I won't say that I've never cheated, but I've always tried to keep it to a minimum. When one is accused of cheating, how he reacts depends on the size of the accuser. If he is slightly built, then great umbrage is taken by the accusee. I used to play golf with Muscles Campbell. He played football for the Razorbacks and the Chicago Bears. If he had accused me of bending the rules I would have said, "Mr. Campbell, I'll see to it that never happens again."
If the state Legislature made cheating at golf illegal, a few in my group would get a verbal warning. Others might get probation. Some might receive a suspended sentence and, yes, several would get the electric chair.

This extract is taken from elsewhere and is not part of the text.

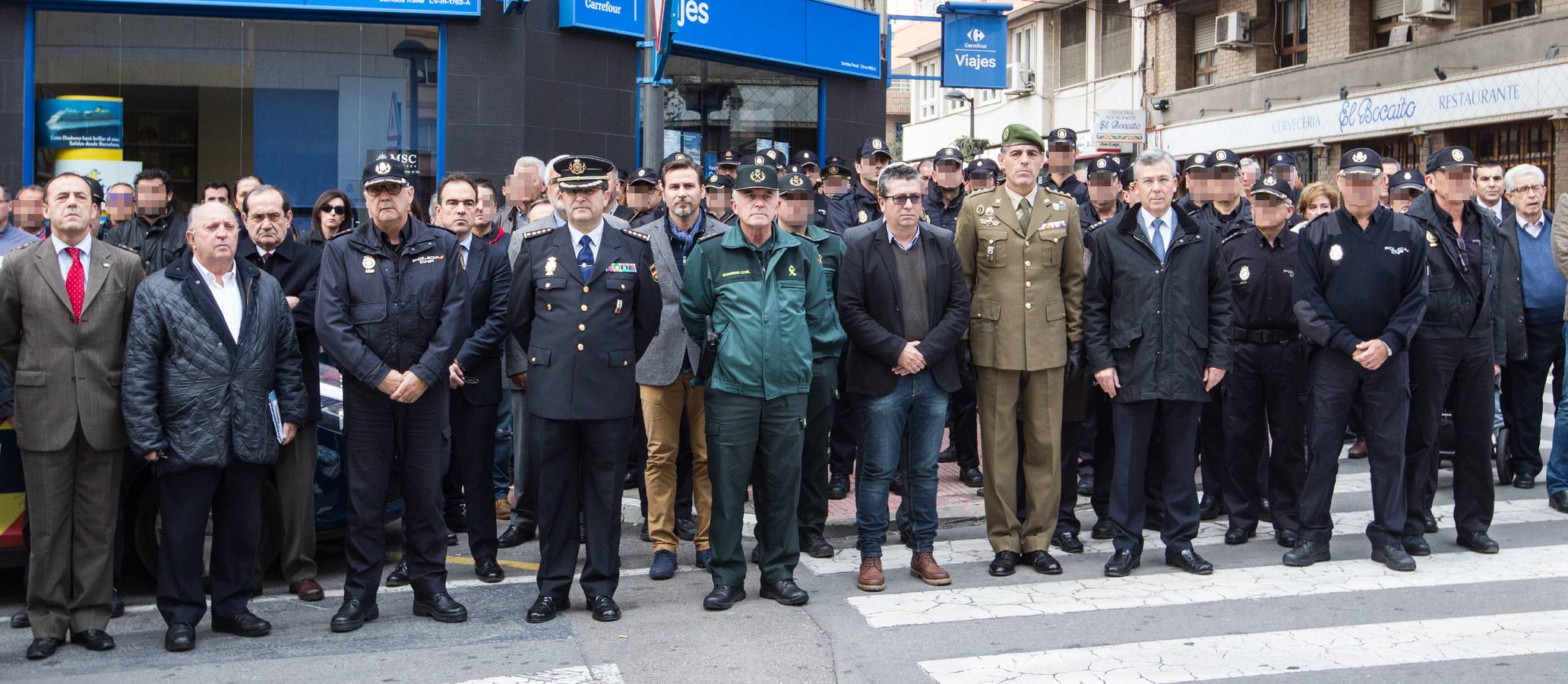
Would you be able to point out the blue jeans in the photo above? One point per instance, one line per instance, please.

My family always took the Gazette ... that is, until integration hit Little Rock. It was a ritual for my grandfather to get up and have breakfast, then sit in the porch swing for more than an hour, reading his copy of the paper. He would wave to the neighbors, watch the preacher arrive at the Methodist church across the street, and oversee whether the grass needed mowing yet.

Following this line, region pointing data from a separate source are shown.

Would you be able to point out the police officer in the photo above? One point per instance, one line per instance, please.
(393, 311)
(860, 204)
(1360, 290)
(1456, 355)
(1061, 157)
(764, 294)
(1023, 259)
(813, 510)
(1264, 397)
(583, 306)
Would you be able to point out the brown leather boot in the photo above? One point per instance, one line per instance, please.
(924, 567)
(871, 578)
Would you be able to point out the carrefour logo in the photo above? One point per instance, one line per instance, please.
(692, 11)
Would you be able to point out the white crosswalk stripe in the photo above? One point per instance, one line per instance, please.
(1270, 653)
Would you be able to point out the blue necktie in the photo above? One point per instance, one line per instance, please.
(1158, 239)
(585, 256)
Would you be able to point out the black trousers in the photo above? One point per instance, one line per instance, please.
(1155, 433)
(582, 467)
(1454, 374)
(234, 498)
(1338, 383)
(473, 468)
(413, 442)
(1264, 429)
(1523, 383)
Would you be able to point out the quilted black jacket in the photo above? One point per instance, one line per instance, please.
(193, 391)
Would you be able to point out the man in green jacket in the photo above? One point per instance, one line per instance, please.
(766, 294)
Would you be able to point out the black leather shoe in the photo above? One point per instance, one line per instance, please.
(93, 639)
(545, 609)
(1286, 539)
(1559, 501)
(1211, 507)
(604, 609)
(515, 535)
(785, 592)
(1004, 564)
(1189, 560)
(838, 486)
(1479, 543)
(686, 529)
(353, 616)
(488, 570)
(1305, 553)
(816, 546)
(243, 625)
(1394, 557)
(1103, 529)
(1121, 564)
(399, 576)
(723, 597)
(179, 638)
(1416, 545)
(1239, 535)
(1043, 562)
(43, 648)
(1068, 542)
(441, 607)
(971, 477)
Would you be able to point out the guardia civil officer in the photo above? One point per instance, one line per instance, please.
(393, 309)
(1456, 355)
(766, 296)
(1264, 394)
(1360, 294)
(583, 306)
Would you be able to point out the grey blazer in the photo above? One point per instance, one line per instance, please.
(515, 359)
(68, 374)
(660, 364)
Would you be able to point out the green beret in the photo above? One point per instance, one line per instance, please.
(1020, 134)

Papa wasn't for integration; he was old-school in that way. When the Pulitzer Prize was awarded the paper, he stopped taking it immediately. My grandmother was surprised when he didn't resume his morning ritual one day. Upon asking, he announced they would no longer get "that" Gazette. No matter that she preferred it.
The days thereafter proceeded without many words between them. What was to discuss later in the day when the afternoon Arkansas Democrat arrived? Papa sat in the same spot on the porch, reading as he had before. But seeing him engrossed in the paper wasn't the same. What was to discuss when it was almost dark when he came in for supper? My grandparents usually ate pretty much in silence. The day had gone on without them anyway.
JUDY B. BRITTENUM
Concern for veterans
Over the last several years, I have had the pleasure to be a friend and guardian to Willard Blake. Mr. Blake served honorably in the United States Army during World War II, served in the 2nd Armored Division in the European Theater, and saw battle in seven separate campaigns.

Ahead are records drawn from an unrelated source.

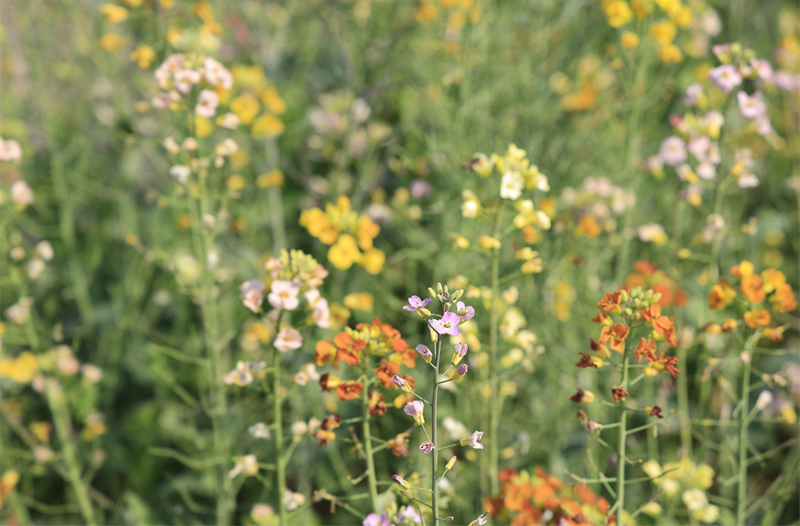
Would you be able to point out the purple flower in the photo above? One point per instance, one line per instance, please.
(753, 106)
(448, 324)
(460, 351)
(470, 312)
(725, 77)
(416, 303)
(473, 439)
(373, 519)
(426, 353)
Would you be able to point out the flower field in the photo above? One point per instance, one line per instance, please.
(396, 262)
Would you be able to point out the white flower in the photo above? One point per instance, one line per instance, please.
(259, 430)
(207, 103)
(180, 172)
(288, 339)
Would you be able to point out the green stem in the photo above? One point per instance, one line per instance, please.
(435, 433)
(623, 435)
(62, 421)
(368, 451)
(494, 323)
(280, 472)
(744, 421)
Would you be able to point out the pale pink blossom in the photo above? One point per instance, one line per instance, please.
(283, 294)
(725, 77)
(288, 339)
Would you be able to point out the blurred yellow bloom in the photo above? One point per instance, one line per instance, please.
(114, 14)
(359, 301)
(273, 178)
(143, 55)
(246, 107)
(267, 125)
(344, 252)
(618, 12)
(21, 369)
(488, 242)
(664, 32)
(629, 40)
(111, 42)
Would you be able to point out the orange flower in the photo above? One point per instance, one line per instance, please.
(385, 372)
(783, 299)
(349, 390)
(647, 348)
(615, 335)
(757, 318)
(326, 352)
(722, 295)
(752, 287)
(611, 303)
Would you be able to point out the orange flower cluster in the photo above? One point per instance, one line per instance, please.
(756, 289)
(362, 347)
(649, 276)
(636, 307)
(526, 499)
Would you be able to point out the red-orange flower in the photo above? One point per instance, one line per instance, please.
(615, 336)
(385, 372)
(349, 390)
(757, 318)
(752, 286)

As a friend and guardian to Willard, I spent many hours working on applying for VA, Medicaid and Medicare benefits. You might be surprised to learn that the majority of our veterans do not receive health care through the VA, but typically, according to a recent analysis by the Center for American Progress, depend on other types of insurance like Medicare and Medicaid. This was certainly the case for Willard.
That is why I am concerned, and why I write today. Our leaders have let our veterans down. Congressman French Hill voted "yes" on HR1628, the American Health Care Act. If passed, this bill would have cost over 4,000 Arkansas veterans their health-care coverage, and HR1628 would remove coverage for pre-existing conditions. Can you imagine the impact that would have on our veterans?
We cannot elect members of Congress who campaign as friends of veterans but act in the exact opposite way with their votes. My pastor has often said that you can tell what your priorities are by looking at your checkbook and your calendar. Looking at French Hill's checkbook (his votes), his priorities are not with our veterans.
We need a congressman who really cares about our veterans like Willard Blake, and the thousands of others in Arkansas. We don't need lip service.
Please think about our veterans when you go to the polls on Nov. 6. Vote for Clarke Tucker.